As a conservative, I desperately want someone – yes, I will say it: anyone – from this group to be sitting at the big desk after January 20, 2017. Yes, I have preferences, but none of them would bring the other party's demented crowd of America-despising civilizational destroyers to Washington.
But whom to choose to win?
There are many who will tell you they know who has the best chance of winning. Beware those claiming such knowledge – they will lie to you about other things.
In the Democratic Party, the second-time-around heiress replays her nightmare of 2008: denied the crown then by a usurper, she faces the real possibility of a second and this time terminal rejection.

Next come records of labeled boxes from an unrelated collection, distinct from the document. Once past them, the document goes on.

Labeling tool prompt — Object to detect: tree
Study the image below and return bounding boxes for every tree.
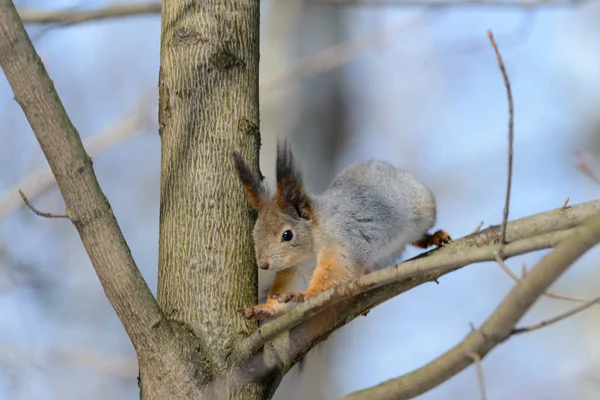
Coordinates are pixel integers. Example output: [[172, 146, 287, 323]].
[[0, 0, 600, 399]]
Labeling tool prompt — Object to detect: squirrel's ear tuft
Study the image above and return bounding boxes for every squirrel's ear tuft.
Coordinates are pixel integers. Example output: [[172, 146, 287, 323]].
[[233, 151, 266, 211], [276, 142, 311, 219]]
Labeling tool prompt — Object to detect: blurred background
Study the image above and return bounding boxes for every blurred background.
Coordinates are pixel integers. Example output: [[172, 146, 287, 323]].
[[0, 0, 600, 400]]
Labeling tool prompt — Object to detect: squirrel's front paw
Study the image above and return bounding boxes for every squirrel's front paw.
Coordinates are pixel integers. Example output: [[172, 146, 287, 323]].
[[431, 230, 452, 247], [238, 304, 277, 320], [273, 292, 306, 303], [412, 229, 452, 249]]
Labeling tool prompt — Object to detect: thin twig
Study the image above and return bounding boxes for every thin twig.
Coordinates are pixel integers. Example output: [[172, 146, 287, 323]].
[[0, 0, 164, 353], [342, 209, 600, 400], [0, 96, 151, 220], [309, 0, 582, 8], [19, 189, 69, 218], [238, 201, 600, 360], [467, 351, 487, 400], [488, 30, 514, 248], [494, 252, 590, 303], [18, 2, 161, 25], [575, 150, 600, 185], [512, 297, 600, 335]]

How many times can a woman live through this without going mad? If she were even slightly less odious, I would feel sorry for her.
Again mercilessly harassed from her left, again rejected by her party's young, again met by her should-be supporters with emotions ranging from indifference to disgust. And – most humiliating of all – in this iteration of the nightmare, her tormentor is not a young black man, but an old white man.
In a political party whose core belief is that old white men are the root of all evil, is it not the ultimate rejection to be unable to brush aside a member of this demographic? Can a human being's psyche live through this?
But again, whom do we who want, we who want this party to lose? Beware those claiming such knowledge – they will lie to you about other things.
We wished for Obama in 2008 rather than The Queen of the Night, because America would never elect a man so far left. Right. But surely, today America would never elect a lifelong Marxist. Right.
Socialism sounds great – if you have no experience of life and know no history. So, unsurprisingly, in an eerie reprise of 2008, the old Marxist's most ardent supporters are the under-30s, blissfully unaware that about 2.5 billion people lived under Bernie's principles for about 30 to 70 years (counting the Chinese), then woke up one morning and threw the whole system out because it produced nothing but poverty and misery.
Shout-out to millennials: Bernie's brew is not new. (Rather catchy, that.) It sounds new to you only because no one taught you anything, and you're too young to have experienced much. Sex, videogames, and a P.C. undergraduate curriculum don't count. But good luck selling that wisdom to the kids this fall.
So we don't know whom our guys should nominate to win, and we don't know which opponent to wish for for them to lose.
Other than that, in this political Wonderland, everything is perfectly clear.